Dan kini tanah itu menjadi sangat subur karena telah direndam dalam hujan sehingga membuat dirinya matang untuk merumput bagi lebih dari 4,5 juta ternak — berupa keledai, unta, kambing, sapi, domba yang kuat . Jadi inilah rupanya sumber utama penghidupan bagi populasi warga Tharparkar. Selain itu, burung merak juga bisa terlihat berkeliaran di puncak bukit, Semua mencari rezeki dibantu oleh hujan.
****
Setekah iitu, kami berbelok di Mithi, ibu kota distrik Tharparkar. Di sini merupakan sebuah lokasi yang nyaman untuk kami untuk menikmati roti dan beristirahat malam ini, sebelum perjalanan yang dinanti-nantikan ke Nagarparkar pada keesokan harinya.
Candi di Tarphakar.
Namun, saat fajar menyingsing rupanya tidak ada panggilan untuk sholat dari muazin. Sebab yang ada hanyalah suara gong dari kuil. Dan sayangnya pula pihak Pakistan sudah selama bertahun-tahun menyingkirkan kelompok minoritas agama ini melalui kefanatikan institusional dan sosial. Namun, Tharparkar sebagai sebuah distrik dengan kehadiran umat Hindu yang besar. Wilayah itu adalah perbatasan terakhir dimana narasi dan penerimaan keberagamaan masih ditemukan.

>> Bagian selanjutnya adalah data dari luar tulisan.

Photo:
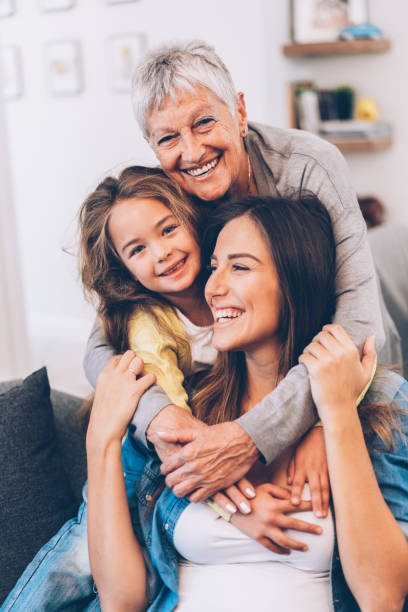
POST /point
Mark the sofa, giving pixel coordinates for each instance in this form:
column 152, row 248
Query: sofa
column 42, row 442
column 43, row 459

Setekah lama pergi, kami sampai di jalan yang berangin. Kami pun menyusuri jalan raya dan aneka bangunan yang didirikan dengan baik oleh karena perusahaan swasta. Di situlah terasa ada perasaan yang pahit karena Tharparkar menjadi daerah yang kaya akan batu bara dan sumber daya alam lainnya. Temat itu ternyata kini telah menjadi kapitalisme secara nyata. Maka jalan-jalanlah yang dibangun serta rumah-rumah sakit bersinar, tapi orang-orangnya sendiri terlihat rusak.

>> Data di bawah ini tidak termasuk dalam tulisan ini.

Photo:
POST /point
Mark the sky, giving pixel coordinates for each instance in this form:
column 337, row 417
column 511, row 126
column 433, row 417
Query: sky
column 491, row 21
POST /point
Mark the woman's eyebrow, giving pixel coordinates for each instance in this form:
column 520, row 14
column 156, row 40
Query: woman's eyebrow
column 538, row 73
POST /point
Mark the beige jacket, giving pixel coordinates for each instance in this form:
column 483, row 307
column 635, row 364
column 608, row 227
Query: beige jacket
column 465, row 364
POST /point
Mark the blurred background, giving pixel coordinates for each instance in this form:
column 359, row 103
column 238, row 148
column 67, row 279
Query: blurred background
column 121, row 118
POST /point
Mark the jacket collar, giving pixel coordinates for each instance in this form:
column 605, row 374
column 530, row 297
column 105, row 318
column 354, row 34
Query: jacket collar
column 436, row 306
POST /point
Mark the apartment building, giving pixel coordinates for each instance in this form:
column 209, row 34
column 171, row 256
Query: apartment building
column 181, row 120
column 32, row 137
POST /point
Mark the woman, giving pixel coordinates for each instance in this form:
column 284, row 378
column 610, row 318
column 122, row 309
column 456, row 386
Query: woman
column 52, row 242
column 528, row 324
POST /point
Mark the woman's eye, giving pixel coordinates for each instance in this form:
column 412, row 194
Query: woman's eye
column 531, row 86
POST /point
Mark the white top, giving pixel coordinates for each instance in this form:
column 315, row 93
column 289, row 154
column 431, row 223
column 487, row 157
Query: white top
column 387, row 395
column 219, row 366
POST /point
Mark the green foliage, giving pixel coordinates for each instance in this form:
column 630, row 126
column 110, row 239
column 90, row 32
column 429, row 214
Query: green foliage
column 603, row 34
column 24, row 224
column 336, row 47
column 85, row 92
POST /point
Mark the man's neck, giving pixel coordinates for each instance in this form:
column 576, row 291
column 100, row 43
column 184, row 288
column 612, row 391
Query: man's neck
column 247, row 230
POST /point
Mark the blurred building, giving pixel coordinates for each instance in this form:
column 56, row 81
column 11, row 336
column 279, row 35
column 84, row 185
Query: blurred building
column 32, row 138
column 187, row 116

Korporasi kini telah mendorong pergi banyak penduduk lokal dari tanah asal mereka sekaligus memindahkan mereka ke daerah-daerah terpencil di distrik tersebut, atau ke wilayah lain di negara ini. Tanah ini tidak hanya memiliki konotasi leluhur lagi, namun membiarkan adanya praktik-praktik pertanian progresif, meski sambil mencoba mempertahankan rasa identitas.
Akibatnya banyak dari perusahaan-perusahaan itu mengambil jalan pintas. Alih-alih melibatkan masyarakat, mereka pun bertransaksi langsung dengan para feodal. Oleh karena itu, Tharis kehilangan sebagian identitas mereka, tanpa memiliki lagi alasan dalam masalah ini.